While it may be satisfying and cathartic to blame all our shipbuilding cost problems on fraud and corruption, the reality is that those are minor factors.  Overhead is a much larger factor and may well be the main culprit.  Of course, without an itemized breakdown of the production costs, I can’t say for sure.

Wednesday, December 14, 2022

Battleships - Naval Massing

One of the foundational principles of combat, throughout history, is local massing of firepower.  Let’s examine that principle through the historical lens of battleship operations.  If ever there was a ship that could successfully operate alone, it would be the battleship, one would think.  However, in WWII, battleships always operated in groups, when possible, in accordance with the principle of massing of firepower.  Thus, despite their individually impressive firepower and armor, naval commanders of the time understood that massing was the proper way to employ battleships.


For the US, earlier in the war, battleships sometimes operated as single units – though still as part of larger groups such as a carrier group – due to inadequate numbers.  Later in the war, as numbers became available, battleships operated in groups, as discrete battleship task forces.


One of the earlier examples of US massing of battleship firepower was the pairing of the Washington and South Dakota to form Battleship Division 6 at Guadalcanal, culminating in the famous engagement and sinking of the Japanese battleship, Kirishima.


Oldendorf’s Task Force 77.2 consisted of the old battleships USS Pennsylvania, Mississippi, Tennessee, California, Maryland, and West Virginia at Leyte Gulf.


The never-formed Task Force 34 at Leyte Gulf would have consisted of the battleships Washington, Alabama, New Jersey, and Iowa along with escorting cruisers and destroyers.


Task Force 58/38 included the battleships Alabama, Indiana, Iowa, Massachusetts, Missouri, New Jersey, North Carolina, South Dakota, Tennessee, Washington, and Wisconsin although, of course, the individual ships rotated in and out of the Task Force as operational needs and availability dictated.


The British Home Fleet included 2nd Battle Squadron with the battleships HMS Royal Oak, HMS Royal Sovereign, HMS Ramilies, HMS Nelson, and HMS Rodney although, again, the ships rotated in and out as needs and availability dictated.


When the principle of naval massing in combat was violated, it usually didn’t turn out well:


  • Bismarck operated alone and was sunk after inflicting only insignificant damage on Allied shipping.
  • Tirpitz operated alone and was sunk having accomplished little.
  • Kirishima was the only Japanese battleship at the Second Naval Battle of Guadalcanal and was sunk in the famous battleship duel with Washington.
  • Graf Spee, a so-called pocket battleship, operated alone and was trapped and scuttled for little return.
  • Yamato and escorts faced the firepower of several of Task Force 58’s carriers and was sunk.
  • Yamashiro, of the Japanese southern force at Leyte Gulf (Fuso having been sunk earlier), was sunk after facing a US force of several cruisers and six battleships.

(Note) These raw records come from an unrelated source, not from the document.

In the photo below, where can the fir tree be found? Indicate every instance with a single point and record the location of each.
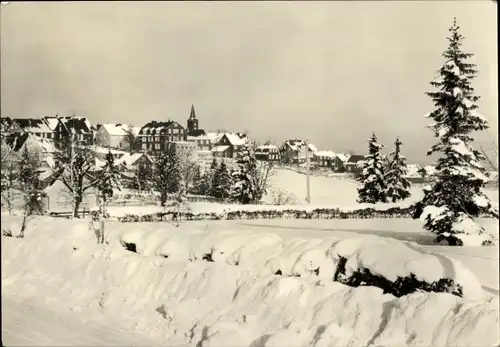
(212, 179)
(454, 197)
(244, 188)
(197, 187)
(167, 174)
(108, 180)
(222, 182)
(373, 187)
(397, 185)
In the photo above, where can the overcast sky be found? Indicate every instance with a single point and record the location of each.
(332, 71)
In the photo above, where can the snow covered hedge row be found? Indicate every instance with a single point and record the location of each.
(384, 263)
(288, 213)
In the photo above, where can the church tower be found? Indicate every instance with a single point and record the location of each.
(192, 122)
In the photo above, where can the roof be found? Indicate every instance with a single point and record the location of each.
(129, 159)
(219, 149)
(120, 129)
(79, 124)
(51, 122)
(32, 125)
(355, 158)
(235, 139)
(329, 154)
(157, 126)
(267, 147)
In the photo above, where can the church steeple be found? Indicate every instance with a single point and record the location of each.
(192, 122)
(192, 114)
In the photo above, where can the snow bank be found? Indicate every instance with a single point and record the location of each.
(235, 299)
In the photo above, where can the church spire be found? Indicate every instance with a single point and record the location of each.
(192, 115)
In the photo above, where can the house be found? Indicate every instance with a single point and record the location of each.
(130, 161)
(35, 126)
(5, 123)
(267, 152)
(45, 148)
(154, 136)
(412, 170)
(117, 136)
(354, 163)
(324, 159)
(338, 163)
(205, 142)
(294, 151)
(192, 125)
(228, 145)
(184, 149)
(80, 127)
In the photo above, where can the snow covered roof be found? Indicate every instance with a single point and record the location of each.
(235, 140)
(31, 125)
(312, 147)
(219, 149)
(120, 129)
(129, 159)
(329, 154)
(263, 148)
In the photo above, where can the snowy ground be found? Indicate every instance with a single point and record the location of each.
(76, 289)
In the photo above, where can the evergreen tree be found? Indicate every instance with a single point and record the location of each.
(212, 179)
(373, 187)
(454, 198)
(108, 180)
(397, 185)
(244, 188)
(197, 187)
(167, 176)
(222, 182)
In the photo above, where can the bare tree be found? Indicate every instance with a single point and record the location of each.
(130, 139)
(75, 169)
(10, 176)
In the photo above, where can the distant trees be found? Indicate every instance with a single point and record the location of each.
(75, 169)
(397, 185)
(373, 185)
(167, 176)
(454, 198)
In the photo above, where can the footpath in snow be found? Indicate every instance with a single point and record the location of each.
(197, 286)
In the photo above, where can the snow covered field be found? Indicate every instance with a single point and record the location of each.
(60, 275)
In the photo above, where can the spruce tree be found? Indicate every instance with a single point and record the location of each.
(167, 177)
(108, 180)
(223, 182)
(373, 187)
(454, 197)
(244, 187)
(397, 185)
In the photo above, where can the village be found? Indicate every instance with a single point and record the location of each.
(137, 145)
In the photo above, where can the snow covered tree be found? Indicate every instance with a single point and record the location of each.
(222, 182)
(167, 178)
(454, 197)
(197, 187)
(108, 180)
(397, 185)
(9, 176)
(75, 168)
(245, 189)
(373, 187)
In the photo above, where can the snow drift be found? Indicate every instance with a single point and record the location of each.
(233, 296)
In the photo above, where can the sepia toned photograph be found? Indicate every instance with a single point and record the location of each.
(249, 173)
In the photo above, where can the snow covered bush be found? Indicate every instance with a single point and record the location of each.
(245, 189)
(372, 178)
(454, 198)
(397, 185)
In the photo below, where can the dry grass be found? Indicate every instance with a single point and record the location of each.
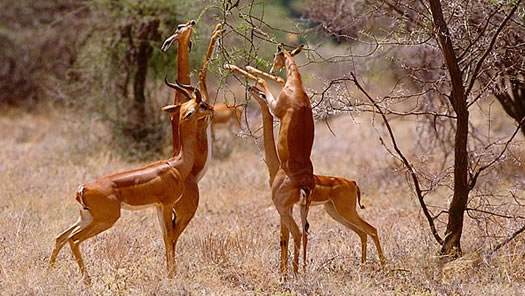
(232, 245)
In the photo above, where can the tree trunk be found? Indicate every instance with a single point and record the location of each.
(511, 96)
(451, 245)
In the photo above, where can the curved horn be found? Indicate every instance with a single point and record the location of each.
(177, 87)
(195, 90)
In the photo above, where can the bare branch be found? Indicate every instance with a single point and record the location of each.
(405, 162)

Of course, merely assembling multiple battleships doesn’t guarantee success.  For example, the British Force Z battleship, Prince of Wales, and battlecruiser Repulse operated together but insufficient escorts, lack of air cover, and an operationally untenable position doomed the group regardless of their massing because their cumulative mass of firepower was less than the enemy’s.  In other words, the enemy achieved greater local mass of firepower despite the pairing of the two ships. 


This leads to the pointed reminder that massing refers to firepower, not numbers.  One could assemble six battleships but if the enemy can assemble eight, it is the enemy that has achieved superior local massing of firepower.  Similarly, assembling multiple battleships is pointless if the enemy can assemble superior firepower in the form of aircraft.


The need to achieve local massing of firepower seems obvious, now, right?  So why are we belaboring it?


One reason is the persistent tendency by so many people to make the one-versus-the-entire-enemy argument for why –fill in the blank- weapon system or ship can’t succeed in naval combat.  The reality, as revealed by WWII naval combat, is that it’s never one-versus-the enemy but a group-versus-the enemy.  We should be evaluating systems and ships as groups because that’s how they’ll fight.  How many times have I heard the argument that a battleship is as good as sunk against the enemy’s missiles, aircraft, submarines, and mines?  As if a single battleship is ever going to attempt to take on the entire enemy war machine single-handed!  The real question is whether, say, four battleships operating as a group with escorts and properly supported by air power, reconnaissance, and submarines has value for the kind of operations we envision (assuming we had a naval strategy … which we don’t).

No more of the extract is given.